Furthermore, the solid-state laser for high-power processing, the solid-state laser for laser fusion, and the like can be excited by the semiconductor laser array device of the present invention. Of course, the present invention is not limited to the above-described example, and it goes without saying that various aspects are possible in detail.

[0024]

As described in detail above, according to the present invention, a high-power and high-brightness semiconductor laser beam can be generated, and the high-power semiconductor laser beam can be efficiently condensed. With conversion efficiency,
A new and small semiconductor laser array device is provided, and the use of the semiconductor laser array as a power laser is realized by the semiconductor laser array device.

[Brief description of the drawings]

FIG. 1 is a conceptual diagram illustrating laser processing via a conventional multimode optical fiber.

FIG. 2 is a perspective view of an essential part illustrating a semiconductor laser array device according to an embodiment of the present invention;

FIG. 3 is a conceptual diagram illustrating an output laser beam by a semiconductor laser.

FIG. 4 is a main part perspective view illustrating another embodiment of the semiconductor laser array device of the present invention.

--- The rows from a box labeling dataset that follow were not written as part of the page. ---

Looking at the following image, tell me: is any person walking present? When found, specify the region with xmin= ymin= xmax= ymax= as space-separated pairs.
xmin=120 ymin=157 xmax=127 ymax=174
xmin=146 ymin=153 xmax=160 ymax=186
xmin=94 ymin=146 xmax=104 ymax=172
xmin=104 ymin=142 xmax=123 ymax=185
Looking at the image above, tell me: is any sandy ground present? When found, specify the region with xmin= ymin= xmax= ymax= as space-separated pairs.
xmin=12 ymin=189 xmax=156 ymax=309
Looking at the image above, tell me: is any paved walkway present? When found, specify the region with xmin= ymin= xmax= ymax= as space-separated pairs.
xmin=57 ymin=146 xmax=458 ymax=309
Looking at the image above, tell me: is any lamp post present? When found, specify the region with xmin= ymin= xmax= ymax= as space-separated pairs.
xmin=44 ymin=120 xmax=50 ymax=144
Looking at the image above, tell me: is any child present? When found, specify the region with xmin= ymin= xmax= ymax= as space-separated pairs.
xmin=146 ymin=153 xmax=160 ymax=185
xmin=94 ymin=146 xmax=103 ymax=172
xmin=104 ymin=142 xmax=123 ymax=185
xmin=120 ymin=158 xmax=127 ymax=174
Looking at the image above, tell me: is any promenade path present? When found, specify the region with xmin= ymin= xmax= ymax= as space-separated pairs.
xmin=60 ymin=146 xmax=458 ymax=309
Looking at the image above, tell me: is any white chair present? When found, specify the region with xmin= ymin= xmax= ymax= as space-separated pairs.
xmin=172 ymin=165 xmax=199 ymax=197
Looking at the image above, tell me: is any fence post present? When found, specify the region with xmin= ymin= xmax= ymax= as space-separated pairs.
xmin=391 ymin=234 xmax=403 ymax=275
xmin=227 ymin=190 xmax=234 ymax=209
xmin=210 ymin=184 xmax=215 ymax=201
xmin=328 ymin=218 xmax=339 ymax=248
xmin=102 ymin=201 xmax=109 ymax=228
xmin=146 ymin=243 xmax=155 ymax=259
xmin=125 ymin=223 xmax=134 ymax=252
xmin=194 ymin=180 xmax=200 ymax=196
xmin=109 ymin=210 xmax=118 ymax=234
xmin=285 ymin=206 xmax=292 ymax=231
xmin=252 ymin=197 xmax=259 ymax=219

FIG. 5 is a conceptual diagram illustrating an example of high-power laser processing using the semiconductor laser array device of the present invention.

[Explanation of symbols]

 Reference Signs List 1 semiconductor laser array 2 YAG rod 3 reflecting mirror 4 output mirror 5 lens 6 multi-mode optical fiber 7 lens 8 workpiece 9 semiconductor laser array 91 cooling water intake unit 92 cooling water discharge unit 10 microlens array 11 collimator lens 12 light condensing Lens 13 Multi-mode optical fiber 14 Semiconductor laser 15 Condensing lens

Claims (4)

[Claims] 1. A semiconductor laser array including a plurality of semiconductor lasers, a microlens array provided on a laser light output side of the semiconductor laser array, and a condensing lens provided on an output side of the microlens array. A width of an active layer of each semiconductor laser of the semiconductor laser array has a width necessary for focusing, and output laser light from each semiconductor laser is collimated by a microlens array. A semiconductor laser array device, wherein a collimated laser beam is irradiated onto a condenser lens and the collimated laser light is condensed by the condenser lens. 2. An apparatus comprising: a semiconductor laser array composed of a plurality of semiconductor lasers; and a microlens array provided on a laser light output side of the semiconductor laser array, wherein each semiconductor laser of the semiconductor laser array is provided. Wherein the width of the active layer has a width necessary for light collection, and output laser light from each semiconductor laser is collected by a microlens array. 3. A microlens array in which lenses for collimating or condensing output light from each semiconductor laser of the semiconductor laser array are formed on both surfaces of a substrate corresponding to the size of the semiconductor laser array. 3. The semiconductor laser array device according to claim 1, wherein: 4. The semiconductor laser array device according to claim 1, wherein the width of the active layer of the semiconductor laser array is about 5 to 20 microns.